If your intervention order is about to end, and you are concerned that the other party’s abusive or threatening behaviour will continue, you can go back to the Magistrates’ Court, and ask for your intervention order to be extended. You will have to tell (give evidence to) the magistrate about why you still need protection from the other party.
While your intervention order is in force, you can apply to “vary” (change) the conditions of your order. There may be conditions in your order, which you no longer need, or you may need your order to contain more conditions so that you are properly protected.
If the other party does not keep to the terms of the order they will be in “breach” of the order.
For example, your order may say that the other party must not “contact you or communicate with you by any means”. If they then send you an SMS, email or call you on the telephone, they are in breach of the order.

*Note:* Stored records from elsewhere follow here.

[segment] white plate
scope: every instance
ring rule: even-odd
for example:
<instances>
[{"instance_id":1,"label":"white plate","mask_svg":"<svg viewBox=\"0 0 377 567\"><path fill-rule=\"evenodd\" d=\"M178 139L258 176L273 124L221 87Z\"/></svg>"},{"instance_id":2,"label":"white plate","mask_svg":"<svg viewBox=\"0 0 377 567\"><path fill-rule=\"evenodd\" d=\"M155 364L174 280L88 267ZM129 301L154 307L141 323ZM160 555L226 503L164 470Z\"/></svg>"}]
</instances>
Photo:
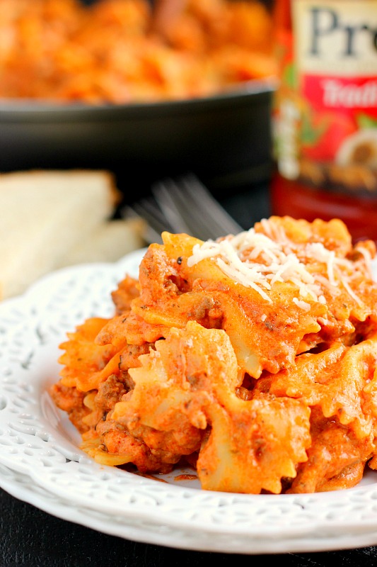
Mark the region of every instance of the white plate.
<instances>
[{"instance_id":1,"label":"white plate","mask_svg":"<svg viewBox=\"0 0 377 567\"><path fill-rule=\"evenodd\" d=\"M137 541L245 554L377 544L377 473L319 494L202 490L100 466L47 393L59 379L59 344L92 315L112 314L110 292L137 276L144 250L117 264L55 272L0 305L0 486L52 515Z\"/></svg>"}]
</instances>

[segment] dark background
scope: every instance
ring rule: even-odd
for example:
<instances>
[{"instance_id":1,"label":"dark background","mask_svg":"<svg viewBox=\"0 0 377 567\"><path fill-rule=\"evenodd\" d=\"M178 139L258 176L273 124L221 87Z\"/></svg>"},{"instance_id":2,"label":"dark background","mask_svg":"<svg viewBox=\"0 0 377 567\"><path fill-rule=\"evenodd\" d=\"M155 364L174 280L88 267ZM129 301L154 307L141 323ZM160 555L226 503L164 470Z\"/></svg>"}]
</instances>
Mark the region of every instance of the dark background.
<instances>
[{"instance_id":1,"label":"dark background","mask_svg":"<svg viewBox=\"0 0 377 567\"><path fill-rule=\"evenodd\" d=\"M219 200L248 228L270 214L268 191L268 184L259 184L235 194L231 191ZM209 562L216 567L260 567L272 561L291 567L372 567L377 565L377 547L272 556L175 549L97 532L50 515L0 490L0 567L207 567Z\"/></svg>"}]
</instances>

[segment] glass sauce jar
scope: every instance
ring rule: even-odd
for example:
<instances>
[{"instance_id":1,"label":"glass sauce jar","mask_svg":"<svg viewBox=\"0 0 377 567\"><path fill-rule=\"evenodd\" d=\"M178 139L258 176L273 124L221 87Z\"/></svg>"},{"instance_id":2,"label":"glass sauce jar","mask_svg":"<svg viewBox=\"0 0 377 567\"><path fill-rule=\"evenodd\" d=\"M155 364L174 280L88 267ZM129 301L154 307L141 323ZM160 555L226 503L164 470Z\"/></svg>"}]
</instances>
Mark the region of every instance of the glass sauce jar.
<instances>
[{"instance_id":1,"label":"glass sauce jar","mask_svg":"<svg viewBox=\"0 0 377 567\"><path fill-rule=\"evenodd\" d=\"M272 211L377 241L377 0L275 0Z\"/></svg>"}]
</instances>

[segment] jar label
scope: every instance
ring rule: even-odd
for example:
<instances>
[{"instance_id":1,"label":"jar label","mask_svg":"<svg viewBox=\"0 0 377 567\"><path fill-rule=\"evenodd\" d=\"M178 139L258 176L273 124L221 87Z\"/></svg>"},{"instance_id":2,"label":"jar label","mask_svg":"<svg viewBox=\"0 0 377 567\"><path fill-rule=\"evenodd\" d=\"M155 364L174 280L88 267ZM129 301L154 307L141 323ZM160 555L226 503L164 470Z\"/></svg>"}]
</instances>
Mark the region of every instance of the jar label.
<instances>
[{"instance_id":1,"label":"jar label","mask_svg":"<svg viewBox=\"0 0 377 567\"><path fill-rule=\"evenodd\" d=\"M291 4L291 51L277 94L280 173L376 196L377 1Z\"/></svg>"}]
</instances>

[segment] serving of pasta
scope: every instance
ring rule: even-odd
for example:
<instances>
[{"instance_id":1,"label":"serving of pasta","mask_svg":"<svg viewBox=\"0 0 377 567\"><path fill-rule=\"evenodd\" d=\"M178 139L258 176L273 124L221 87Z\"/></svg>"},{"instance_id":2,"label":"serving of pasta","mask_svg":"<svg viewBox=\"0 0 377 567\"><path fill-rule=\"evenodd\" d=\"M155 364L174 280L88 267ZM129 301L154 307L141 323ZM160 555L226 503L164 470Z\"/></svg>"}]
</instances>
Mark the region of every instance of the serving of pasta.
<instances>
[{"instance_id":1,"label":"serving of pasta","mask_svg":"<svg viewBox=\"0 0 377 567\"><path fill-rule=\"evenodd\" d=\"M60 344L50 389L103 465L203 490L325 492L377 468L376 246L338 220L163 234Z\"/></svg>"}]
</instances>

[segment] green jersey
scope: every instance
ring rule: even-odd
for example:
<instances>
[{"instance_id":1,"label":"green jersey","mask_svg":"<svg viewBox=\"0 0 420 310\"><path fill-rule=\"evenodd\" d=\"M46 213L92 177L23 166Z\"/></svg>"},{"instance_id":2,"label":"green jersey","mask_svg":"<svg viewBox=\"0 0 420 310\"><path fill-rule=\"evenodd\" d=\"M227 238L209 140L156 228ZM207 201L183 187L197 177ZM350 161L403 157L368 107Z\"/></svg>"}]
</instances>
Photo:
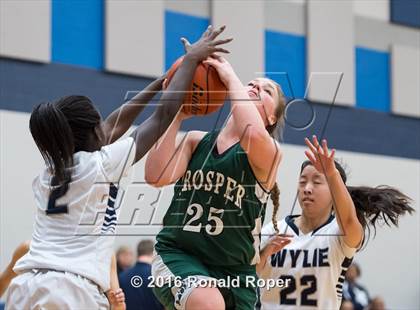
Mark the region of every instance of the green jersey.
<instances>
[{"instance_id":1,"label":"green jersey","mask_svg":"<svg viewBox=\"0 0 420 310\"><path fill-rule=\"evenodd\" d=\"M269 195L239 143L217 153L217 135L203 137L176 183L156 250L180 249L207 265L254 265Z\"/></svg>"}]
</instances>

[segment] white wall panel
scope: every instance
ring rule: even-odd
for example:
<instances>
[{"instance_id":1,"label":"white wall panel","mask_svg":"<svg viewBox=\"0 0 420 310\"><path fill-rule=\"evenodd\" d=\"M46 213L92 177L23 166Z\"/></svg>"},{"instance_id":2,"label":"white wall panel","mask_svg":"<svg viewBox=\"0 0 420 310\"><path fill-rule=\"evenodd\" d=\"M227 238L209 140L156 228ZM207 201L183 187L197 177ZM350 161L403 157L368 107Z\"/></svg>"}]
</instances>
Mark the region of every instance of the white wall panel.
<instances>
[{"instance_id":1,"label":"white wall panel","mask_svg":"<svg viewBox=\"0 0 420 310\"><path fill-rule=\"evenodd\" d=\"M222 37L233 37L226 45L226 58L243 83L264 71L264 1L212 1L212 24L226 25Z\"/></svg>"}]
</instances>

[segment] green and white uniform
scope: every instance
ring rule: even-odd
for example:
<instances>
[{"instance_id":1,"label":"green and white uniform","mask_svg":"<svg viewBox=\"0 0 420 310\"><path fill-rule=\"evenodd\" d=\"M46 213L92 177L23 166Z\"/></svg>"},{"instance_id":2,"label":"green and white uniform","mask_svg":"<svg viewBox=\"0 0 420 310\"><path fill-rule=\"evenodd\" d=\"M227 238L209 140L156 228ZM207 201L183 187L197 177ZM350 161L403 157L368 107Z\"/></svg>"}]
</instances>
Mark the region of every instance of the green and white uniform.
<instances>
[{"instance_id":1,"label":"green and white uniform","mask_svg":"<svg viewBox=\"0 0 420 310\"><path fill-rule=\"evenodd\" d=\"M203 137L175 185L157 236L152 274L167 282L190 276L239 278L240 287L220 289L226 306L253 309L256 288L245 287L245 276L256 277L268 193L239 143L217 153L217 135ZM181 288L168 283L155 293L165 307L182 309L193 289L187 282Z\"/></svg>"}]
</instances>

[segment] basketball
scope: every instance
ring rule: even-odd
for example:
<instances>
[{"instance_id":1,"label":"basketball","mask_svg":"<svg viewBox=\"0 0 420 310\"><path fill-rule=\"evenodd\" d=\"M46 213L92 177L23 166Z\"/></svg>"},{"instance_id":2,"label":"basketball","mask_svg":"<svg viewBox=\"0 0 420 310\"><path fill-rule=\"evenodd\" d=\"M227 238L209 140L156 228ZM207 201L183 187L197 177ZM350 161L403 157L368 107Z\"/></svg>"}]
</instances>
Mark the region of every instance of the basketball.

You should report any and every breach of your intervention order to the police. The order will only protect you if you report breaches of the order to the police. The police will decide whether to charge the other party for breaching the order. The other party can be sent to prison or fined for breaching the conditions of an intervention order.
It will depend which court you are in. There may be a duty lawyer at court, and an interpreter (if you have notified the court that you need one).
If you would like to know if a duty lawyer will be available at the court that you are attending, you can check here.
There may also be a support worker who specialises in family violence, or a representative from the “Court Network”, a group which works at the court and provides information and support.
You may wish to bring a friend or family member with you for support.